Especialistas avaliam que, entre os motivos para essa mudança de atitude estão a Lei da Anistia, de 1979, e o desgaste dos governos militares, tanto por causa da repressão política como por terem, ao fim do regime, em 1985, entregue um país em crise econômica.
“Houve um cansaço do poder e uma decisão estratégica ao longo dos anos 1970 de fazer a transição democrática e um recuo para as suas funções constitucionais tradicionais. Eles julgaram que o seu papel político institucional havia sido cumprido, para o bem ou para o mal”, avalia o cientista político Fernando Schüler, diretor-geral do Ibmec/RJ. Por esse raciocínio, a Lei da Anistia seria um selo que permitiu que os militares saíssem do poder e que a elite civil retomasse o controle do país.

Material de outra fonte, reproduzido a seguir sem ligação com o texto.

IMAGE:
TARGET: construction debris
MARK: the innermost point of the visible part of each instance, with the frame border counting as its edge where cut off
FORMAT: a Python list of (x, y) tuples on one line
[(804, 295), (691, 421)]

O professor Renato Luís do Couto Neto e Lemos, responsável pelo Laboratório de Estudos sobre os Militares na Política da UFRJ, vê na estabilidade da democracia brasileira um dos motivos para o recolhimento dos militares. Para ele, o arranjo político criado pelo processo de transição, a partir de 1974, e consolidado pela Constituição de 1988 tem sido eficaz na garantia da estabilidade socioeconômica.

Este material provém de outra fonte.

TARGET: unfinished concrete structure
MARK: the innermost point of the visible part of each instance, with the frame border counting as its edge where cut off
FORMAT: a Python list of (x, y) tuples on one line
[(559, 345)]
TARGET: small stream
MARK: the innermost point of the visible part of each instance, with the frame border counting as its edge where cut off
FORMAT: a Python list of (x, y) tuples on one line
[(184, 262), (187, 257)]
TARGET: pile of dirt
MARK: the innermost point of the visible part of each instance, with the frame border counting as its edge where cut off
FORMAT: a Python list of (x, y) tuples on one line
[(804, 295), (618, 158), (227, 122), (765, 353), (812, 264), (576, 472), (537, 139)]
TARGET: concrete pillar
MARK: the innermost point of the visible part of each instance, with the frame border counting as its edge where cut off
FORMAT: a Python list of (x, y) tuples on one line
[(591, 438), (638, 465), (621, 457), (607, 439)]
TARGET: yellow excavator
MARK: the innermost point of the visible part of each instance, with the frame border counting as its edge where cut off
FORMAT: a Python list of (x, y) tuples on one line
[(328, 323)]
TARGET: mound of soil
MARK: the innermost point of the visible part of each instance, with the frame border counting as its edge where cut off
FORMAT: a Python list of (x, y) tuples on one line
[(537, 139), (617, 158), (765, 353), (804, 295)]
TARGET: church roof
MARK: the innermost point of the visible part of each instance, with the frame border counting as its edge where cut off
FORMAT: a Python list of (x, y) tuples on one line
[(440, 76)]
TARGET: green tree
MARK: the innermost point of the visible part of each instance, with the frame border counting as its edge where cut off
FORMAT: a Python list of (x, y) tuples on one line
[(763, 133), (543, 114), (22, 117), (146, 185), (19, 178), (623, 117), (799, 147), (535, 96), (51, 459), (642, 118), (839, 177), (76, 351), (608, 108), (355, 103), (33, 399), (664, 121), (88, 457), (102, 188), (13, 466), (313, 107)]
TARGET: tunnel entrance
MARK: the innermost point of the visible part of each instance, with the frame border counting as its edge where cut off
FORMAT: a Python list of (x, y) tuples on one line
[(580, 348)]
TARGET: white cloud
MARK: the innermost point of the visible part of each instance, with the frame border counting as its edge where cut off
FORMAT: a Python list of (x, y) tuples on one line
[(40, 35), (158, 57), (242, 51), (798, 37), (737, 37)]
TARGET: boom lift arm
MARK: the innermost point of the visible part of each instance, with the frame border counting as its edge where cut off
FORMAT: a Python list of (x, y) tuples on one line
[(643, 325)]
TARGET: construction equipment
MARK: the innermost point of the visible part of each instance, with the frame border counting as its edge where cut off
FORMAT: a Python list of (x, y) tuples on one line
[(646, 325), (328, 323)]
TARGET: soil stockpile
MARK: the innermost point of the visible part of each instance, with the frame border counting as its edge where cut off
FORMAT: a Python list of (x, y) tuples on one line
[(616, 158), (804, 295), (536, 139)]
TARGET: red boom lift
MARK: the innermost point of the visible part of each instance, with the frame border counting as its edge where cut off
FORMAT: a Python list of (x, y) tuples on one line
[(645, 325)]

“Ademais, é preciso lembrar que um dos principais motivos para o surgimento do projeto de distensão política, por volta de 1973, foi o receio, entre os militares, de um desgaste que a permanência no poder traria para a organização militar”, diz Lemos. “A memória desse desgaste deve funcionar como um ‘sossega leão’ para eventuais candidatos a golpistas dentro da corporação. Mas não como uma imunização definitiva”, avalia.

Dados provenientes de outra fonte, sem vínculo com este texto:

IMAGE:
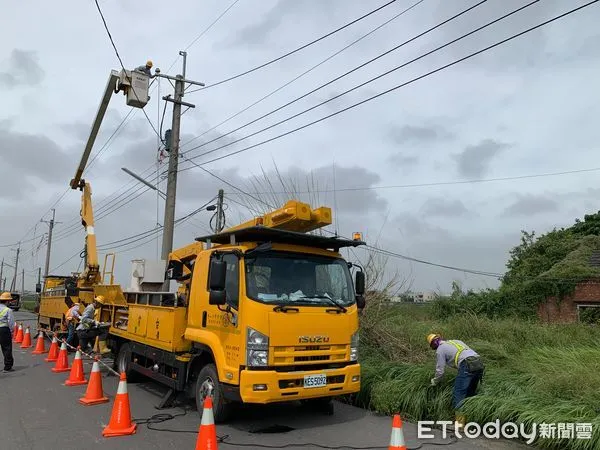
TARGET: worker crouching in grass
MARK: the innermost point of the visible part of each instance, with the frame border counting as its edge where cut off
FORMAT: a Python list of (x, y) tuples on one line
[(89, 328), (456, 354)]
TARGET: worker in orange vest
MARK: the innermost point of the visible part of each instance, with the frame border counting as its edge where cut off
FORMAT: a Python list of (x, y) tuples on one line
[(72, 318)]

Desgastes nos planos sociais e econômicos
Apesar de ter permitido o retorno ao país de líderes oposicionistas como Leonel Brizola, a Lei da Anistia também foi uma vitória para os militares, já que os isentou da apuração de responsabilidades sobre os crimes cometidos pelas forças de repressão do regime.
“Houve uma integração à institucionalidade por meio dessa lei, que foi o contrato político pelo qual nasceu a atual democracia brasileira. Uma democracia sem revanchismos, mas dolorosa, porque acabou produzindo muito esquecimento de infrações aos direitos humanos, que foram um dos motivos para o desgaste do regime militar”, afirma Schüler.
A economia também foi outro motivo importante para o desgaste dos militares. Apesar do crescimento durante o chamado “milagre econômico”, a expansão do Produto Interno Bruto não reduziu as desigualdades sociais nem diminuiu a pobreza. “O final dos anos 1970 é marcado por um acirramento da crise econômica, por governos militares desgastados em seu discurso de salvação da pátria”, diz Luiz Antônio Dias, chefe do Departamento de História da PUC-SP.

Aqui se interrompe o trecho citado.